Monsoon rain is the main source of fresh water with 76% of the rainfall occurring between June and September under the influence of the southwest monsoon. The average annual precipitation in volumetric terms is 4000 cubic km. The average annual surface flow out of this is 1869 cubic km, the rest being lost in infiltration and evaporation.
Ground water potential:
The potential of dynamic or rechargeable ground water resources of our country has been estimated by the Central Ground Water Board to be about 432 cubic km.
Ground water recharge is principally governed by the intensity of rainfall as also the soil and aquifer conditions. This is a dynamic resource and is replenished every year from natural precipitation, seepage from surface water bodies and conveyance systems return flow from irrigation water, etc.
The highlighted terms are defined or explained as under:
Utilizable surface water potential: This is the amount of water that can be purpose fully used, without any wastage to the sea, if water storage and conveyance structures like dams, barrages, canals, etc. are suitably built at requisite sites.
Central Water Commission: Central Water Commission is an attached office of Ministry of Water Resources with Head Quarters at New Delhi. It is a premier technical organization in the country in the field of water resources since 1945.
The commission is charged with the general responsibility of initiating, coordinating and furthering, in consultation with the State Governments concerned, schemes for control, conservation and utilization of water resources throughout the country, for purpose of flood control, irrigation, navigation, drinking water supply and water power development.
Central Ground Water Board: It is responsible for carrying out nation-wide surveys and assessment of groundwater resources and guiding the states appropriately in scientific and technical matters relating to groundwater. The Central Ground Water Board has generated valuable scientific and technical data through regional hydro geological surveys, groundwater exploration, resource and water quality monitoring and research and development.
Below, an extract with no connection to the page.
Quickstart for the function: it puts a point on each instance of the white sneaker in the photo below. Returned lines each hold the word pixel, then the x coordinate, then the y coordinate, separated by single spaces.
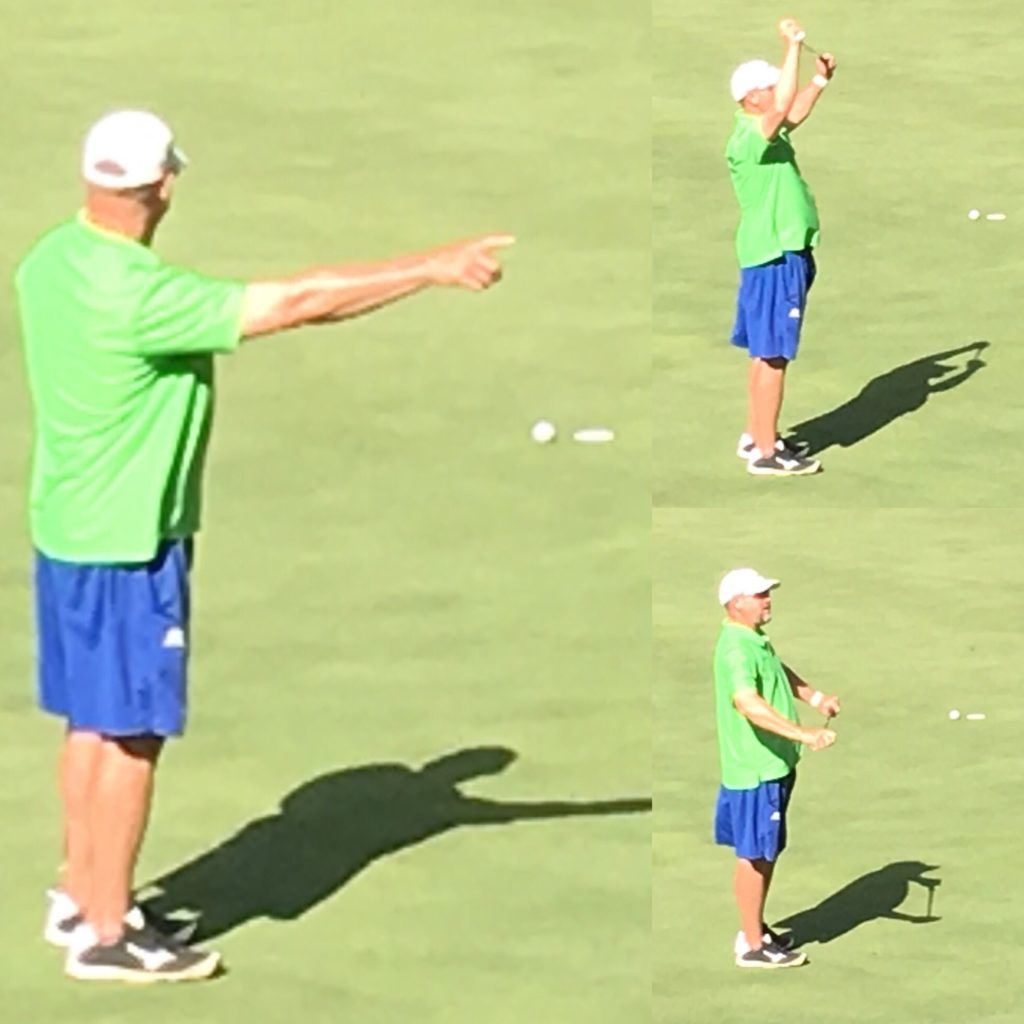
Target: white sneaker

It assists the States in developing broad policy guidelines for development and management of groundwater resources including their conservation, augmentation and protection from pollution, regulation of extraction and conjunctive use of surface water and ground water resources. The Central Ground Water Board organizes Mass Awareness Programmes to create awareness on various aspects of groundwater investigation, exploration, development and management.
Ground water recharge: Some of the water that precipitates, flows on ground surface or seeps through soil first, then flows laterally and some continues to percolate deeper into the soil. This body of water will eventually reach a saturated zone and replenish or recharge groundwater supply. In other words, the recuperation of groundwater is called the groundwater recharge which is done to increase the groundwater table elevation. This can be done by many artificial techniques, say, by constructing a detention dam called a water spreading dam or a dike, to store the flood waters and allow for subsequent seepage of water into the soil, so as to increase the groundwater table. It can also be done by the method of rainwater harvesting in small scale, even at individual houses. The all India figure for groundwater recharge volume is 418.5 cubic km and the per capita annual volume of groundwater recharge is 412.9 cubic m per person.